MEDIAPESISIRNEWS.com, ROHIL | Penyaluran pupuk bersubsidi dari Pemerintah Provinsi Riau kepada kelompok cetak sawah di Kepenghuluan Sungai Besar, Kecamatan Pekaitan, Kabupaten Rokan Hilir, belum lama ini menjadi sorotan tajam publik.
Bantuan yang seharusnya diperuntukkan bagi petani tersebut diduga kuat disalurkan tidak sesuai mekanisme dan terkesan tebang pilih.
Berdasarkan informasi yang dihimpun, sedikitnya 4 ton pupuk bersubsidi jenis urea diduga tidak disalurkan secara transparan.
Kondisi ini menimbulkan kegelisahan di tengah masyarakat, khususnya para petani yang mengaku tidak menerima bantuan, meskipun memenuhi kriteria sebagai penerima.

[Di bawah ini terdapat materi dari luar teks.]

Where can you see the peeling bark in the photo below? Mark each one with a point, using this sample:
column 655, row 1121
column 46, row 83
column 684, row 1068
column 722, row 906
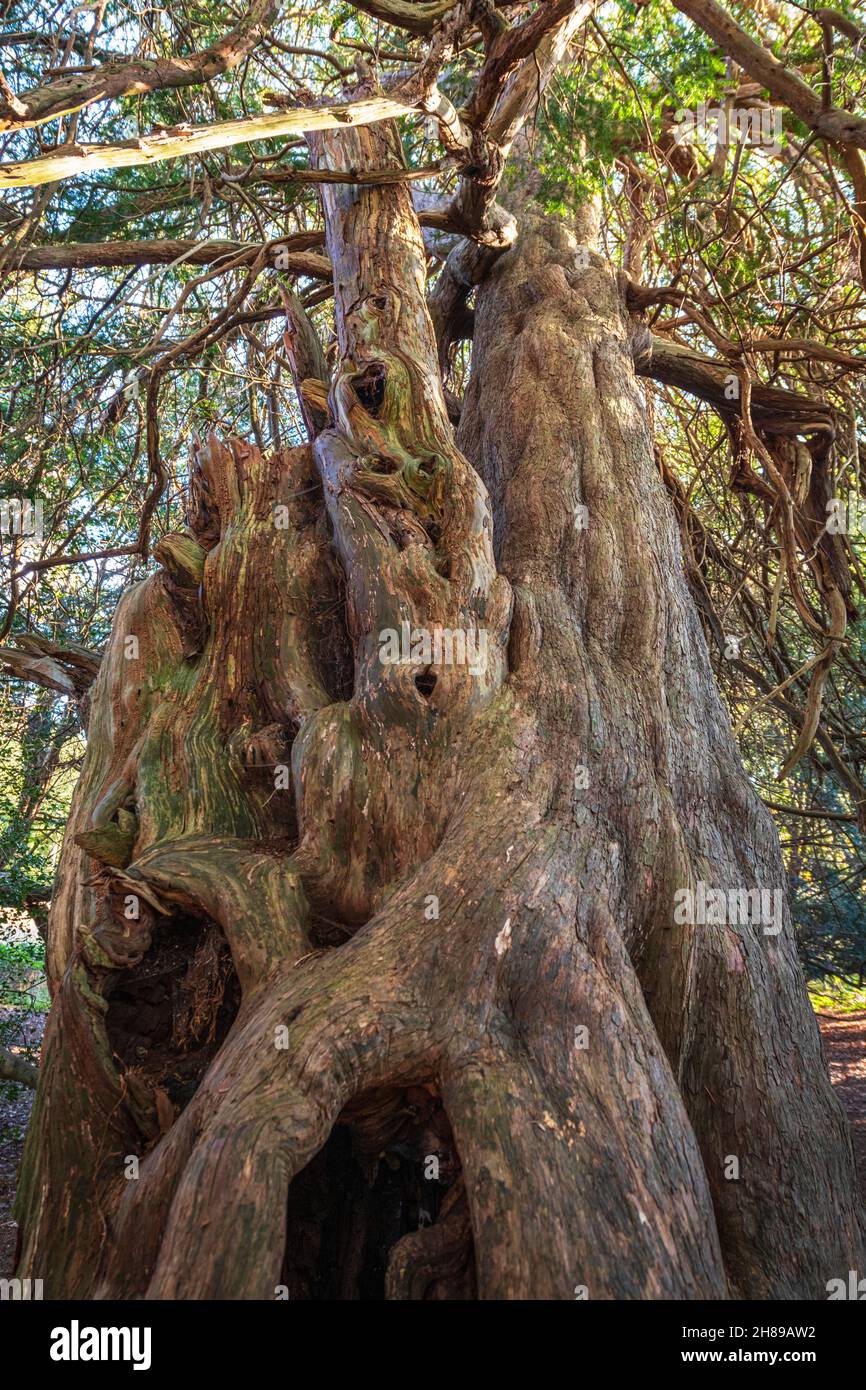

Sorotan semakin menguat setelah mencuat kabar bahwa Ketua Badan Permusyawaratan Kepenghuluan (BPKep) Sungai Besar justru ikut menerima pupuk bersubsidi, padahal yang bersangkutan disebut bukan berprofesi sebagai petani.
"Banyak petani tidak dapat pupuk. Kami ini petani betul, tapi tidak dapat apa-apa. Sementara Ketua BPKep dapat pupuk, padahal dia tidak bertani,"ujar salah seorang warga dengan nada kesal, Selasa (03/02/2026).
Saat dikonfirmasi, Ikin selaku Ketua BPKep Sungai Besar mengakui dirinya menerima pupuk bersubsidi sebanyak 4 guni, dengan alasan dua guni telah dibagikan kepada rekannya.
Ia juga menyebut bahwa pihak yang menyalurkan pupuk tersebut adalah wakilnya sendiri, Darman alias Yoga, yang dikenal masyarakat setempat.
Namun pernyataan tersebut dibantah oleh Darman. Ia menegaskan bahwa dirinya bukan pihak yang menyalurkan pupuk bersubsidi, melainkan mengklaim bahwa abang kandungnya yang tergabung dalam Brigade Pangan (BP) Sungai Besar yang melakukan pembagian pupuk kepada masyarakat.
Darman mengakui dirinya merupakan Ketua Cetak Sawah di Kepenghuluan Sungai Besar, dan berdalih bahwa berdasarkan pengetahuannya, pupuk telah dibagikan secara merata. Namun klaim tersebut berbanding terbalik dengan pengakuan sejumlah petani yang justru tidak menerima bantuan sama sekali.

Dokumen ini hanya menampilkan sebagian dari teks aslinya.